Like a spiderless Miss Moffitt, she sits perched on her high stool behind a counter, dispensing death to a community. This place, over which she shares dominion with the teacher, the priest and the doctor. Psycho inert substances, barbiturates, opiates, whatever the doctor orders, she peddles and as long as you have the note, the dispensary note, the prescription you get the man’s antidisestablishment substance. And always with a sneer, “Mr Sniffle”, she peers down her equine nose and purses her electrolyticly removed hairless lips. Maw and Paw Sniffle scored a load gear here, gear from which I was never weaned, and the lill Sniffles have drunk deeply at her yellow anti-biotic foamy fountain. The teenagers can’t score a ten-spot round our gaff, yet she sprays it around like candy.
Beginning with that hand which rocks your cradle baby, power is held over you for the duration by a succession of individuals and institutions until you can no longer say “any day above ground is a good one”. They’re everywhere, people who want to boss you, have a piece of you, punters who want to be in charge.of.you. They said (that’s the big They, this is a paranoid posting) that the priests had the power, all the time fondling our children and riding each other and getting confused about each other and the children. Priests have never been top of my Christmas card list, too black, too unholy. But other uniforms jump up and grab at your genitalia.

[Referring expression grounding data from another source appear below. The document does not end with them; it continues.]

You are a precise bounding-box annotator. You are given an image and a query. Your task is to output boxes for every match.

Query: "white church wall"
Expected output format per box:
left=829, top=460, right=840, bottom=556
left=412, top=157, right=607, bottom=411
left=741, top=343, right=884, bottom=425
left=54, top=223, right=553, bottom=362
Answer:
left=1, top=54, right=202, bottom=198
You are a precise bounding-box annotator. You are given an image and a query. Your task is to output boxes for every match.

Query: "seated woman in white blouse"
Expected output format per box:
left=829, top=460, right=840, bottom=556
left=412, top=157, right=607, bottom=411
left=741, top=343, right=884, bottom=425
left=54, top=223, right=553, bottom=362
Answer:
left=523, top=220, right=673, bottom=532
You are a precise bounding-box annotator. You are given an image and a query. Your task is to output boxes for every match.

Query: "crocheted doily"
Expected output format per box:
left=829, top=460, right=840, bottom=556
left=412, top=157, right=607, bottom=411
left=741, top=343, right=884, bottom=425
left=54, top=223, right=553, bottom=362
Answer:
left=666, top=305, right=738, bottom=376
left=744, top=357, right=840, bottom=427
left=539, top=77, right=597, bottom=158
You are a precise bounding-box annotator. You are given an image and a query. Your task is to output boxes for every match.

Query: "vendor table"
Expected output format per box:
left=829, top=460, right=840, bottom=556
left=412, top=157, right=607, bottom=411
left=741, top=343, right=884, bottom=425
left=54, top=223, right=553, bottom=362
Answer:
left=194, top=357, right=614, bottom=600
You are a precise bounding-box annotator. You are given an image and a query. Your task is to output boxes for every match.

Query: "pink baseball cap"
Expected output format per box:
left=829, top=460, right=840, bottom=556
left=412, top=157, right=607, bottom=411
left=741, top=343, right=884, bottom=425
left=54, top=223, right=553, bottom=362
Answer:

But it’s the Mr. thing which yanks my junkie chain. She knows too much, she has my records, she has three generations of Sniffle records. What does she know which so exercises me? What is it about her dispenses which diss’s me so. It’s the arm’s length Mr. Sniffle thing when she knows I’ve had diarrhea, it’s the removal from my pile pain, it’s the silent judgment on my sleeping pill, it’s a lot of things but mostly it’s the power which she won’t let go, our Mrs. O.